Harry Lewis, a former Harvard College dean and current computer-science professor, has written a piece for the Harvard Crimson in which he takes the university to task for teaching its students the very anti-Semitism it now feebly claims to oppose.

He’s right, and educators would do well to pay careful attention to the details of his argument. Lewis’s case rests on the expansion of classes teaching subjects like “decolonization,” an academic theory of justified violence whose application to Israel was wholly invented but wholly embraced by progressive educators and their students. Where I’m less sanguine is when it comes to solutions to this particular iteration of the problem—his or anyone else’s. And the reason for that can be found not in Harvard’s Middle Eastern studies classes but over in the English department: Geoffrey Chaucer’s opus The Canterbury Tales.

Specific types of anti-Semitism move from politics into culture, at which point they gain an immunity to all rationality and reason. This is because they have become, essentially, folktales. Folktales are an enduring method for societies to pass down their stories in a way that embeds them in inherited worldviews. Folktales aren’t necessarily untrue, but they can’t be fact-checked. Folktales are often the false way societies choose to remember real events.

And that brings us to the father of English poetry himself, Geoffrey Chaucer. The 14th century giant of literature’s most famous work is The Canterbury Tales, a collection of two dozen stories being told by a bunch of traveling English characters. One of those stories is also the most famous retelling of a blood libel in popular culture: The Prioress’s Tale. It is a version of the accusation of the ritual murder of a boy, Hugh of Lincoln, in 1255. The most likely reason the Christian clergy of Lincoln fabricated Jewish culpability for the boy’s death was so little Hugh could be sainted and attract tourists and pilgrims for the town’s benefit. The story of Hugh of Lincoln has been the subject of other famous English ballads and makes an appearance in James Joyce’s Ulysses.

The “decolonization” tale is now flirting with folktale status, carefully following the path of every major blood libel throughout history. The idea that Israel is a project of colonization of indigenous Palestinian territory is obviously untrue—the ignorance one would have to possess to even consider erasing the people of Israel from the land of Israel is staggering, which is why the theory is popular at places like Harvard.

The world-historical idiocy required to assert that Israel is nothing more than a colonial power is, in fact, one reason for how quickly it spread in the sealed containers of Ivy League classrooms. No one expected to have to argue against the historical equivalent of “the earth is flat,” and it was hard to believe something so daft would catch on so quickly and spread so widely.

But catch on it did, so here we are.

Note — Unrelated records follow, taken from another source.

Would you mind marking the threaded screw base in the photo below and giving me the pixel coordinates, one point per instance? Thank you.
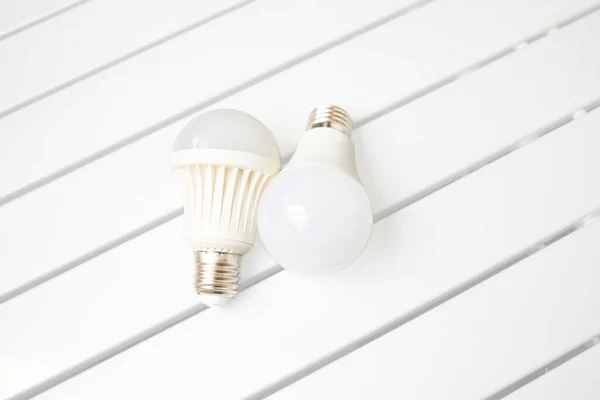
(217, 276)
(330, 116)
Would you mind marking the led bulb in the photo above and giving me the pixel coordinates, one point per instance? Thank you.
(315, 217)
(225, 159)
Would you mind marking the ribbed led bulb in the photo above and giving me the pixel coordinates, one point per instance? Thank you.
(315, 217)
(225, 159)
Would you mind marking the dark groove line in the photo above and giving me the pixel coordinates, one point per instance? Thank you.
(421, 310)
(206, 103)
(95, 71)
(474, 67)
(100, 250)
(538, 373)
(41, 20)
(130, 342)
(88, 256)
(549, 128)
(190, 312)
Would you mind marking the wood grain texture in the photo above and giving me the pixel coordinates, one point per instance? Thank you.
(473, 224)
(19, 15)
(73, 44)
(414, 256)
(577, 379)
(483, 339)
(134, 187)
(160, 86)
(466, 141)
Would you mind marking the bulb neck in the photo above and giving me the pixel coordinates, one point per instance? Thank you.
(217, 276)
(329, 116)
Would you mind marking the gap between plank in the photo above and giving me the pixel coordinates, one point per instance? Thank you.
(424, 308)
(461, 73)
(206, 103)
(165, 218)
(39, 21)
(47, 93)
(538, 373)
(313, 367)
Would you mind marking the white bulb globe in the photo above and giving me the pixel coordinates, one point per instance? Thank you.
(225, 159)
(228, 129)
(315, 220)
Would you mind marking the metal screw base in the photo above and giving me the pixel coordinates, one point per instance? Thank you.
(217, 276)
(331, 117)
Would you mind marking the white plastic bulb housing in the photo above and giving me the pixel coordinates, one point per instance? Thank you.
(315, 218)
(225, 159)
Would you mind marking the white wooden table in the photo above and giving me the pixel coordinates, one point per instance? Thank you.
(478, 140)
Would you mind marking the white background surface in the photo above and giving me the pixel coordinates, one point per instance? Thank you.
(480, 271)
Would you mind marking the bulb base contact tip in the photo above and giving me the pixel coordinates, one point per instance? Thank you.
(330, 116)
(217, 276)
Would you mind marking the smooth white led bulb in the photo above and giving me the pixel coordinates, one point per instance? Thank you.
(315, 217)
(225, 159)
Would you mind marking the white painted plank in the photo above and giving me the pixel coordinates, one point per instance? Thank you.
(440, 242)
(17, 15)
(101, 308)
(133, 186)
(576, 379)
(89, 37)
(157, 85)
(482, 340)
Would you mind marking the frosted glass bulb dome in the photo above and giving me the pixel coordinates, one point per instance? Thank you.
(228, 130)
(315, 217)
(225, 159)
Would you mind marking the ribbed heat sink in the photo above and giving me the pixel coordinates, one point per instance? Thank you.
(220, 202)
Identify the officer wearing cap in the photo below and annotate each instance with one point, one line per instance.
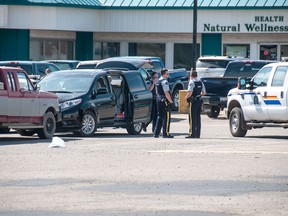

Harry Lewis is right that “When complex social and political histories are oversimplified in our teachings as Manichaean struggles—between oppressed people and their oppressors, the powerless and the powerful, the just and the wicked—a veneer of academic respectability is applied to the ugly old stereotype of Jews as evil but deviously successful people.”

And he is right that it might help students if there were a system of committee-led curriculum diversification that would enable some Harvard students to be exposed to facts without prohibiting the classes that teach decolonization.

Such changes would be a race against the clock. The decolonization blood libel moves fast. It’s likely that the authors random college students like to read, musicians they listen to, actors they follow, and essayists they think they’re supposed to admire have signed on to some open letter accusing the Jews of systematic ritual child murder. Maybe it’s too much to assume that they’ve read Chaucer or Joyce but they’ve probably read Sally Rooney, or at least watched the equally excruciating tv adaptations of the books she refuses to have translated into Hebrew. They might’ve been inspired not by Roger Waters’s Nazi cosplay but by Lana Del Rey’s courageous decision not to inflict her aggressive mediocrity on her Israeli fans. Perhaps they pretend to know who Melissa Barrera is so they can stand with her, or they read Ta-Nehisi Coates’s name on one of the most morally repugnant documents of our time and remembered that whatever it is he says, they’re supposed to agree with.

Anyway, they know you can’t trust anyone who hasn’t added a watermelon icon to their social-media feed. Which probably means Professor Lewis’s advice will fall on deaf ears.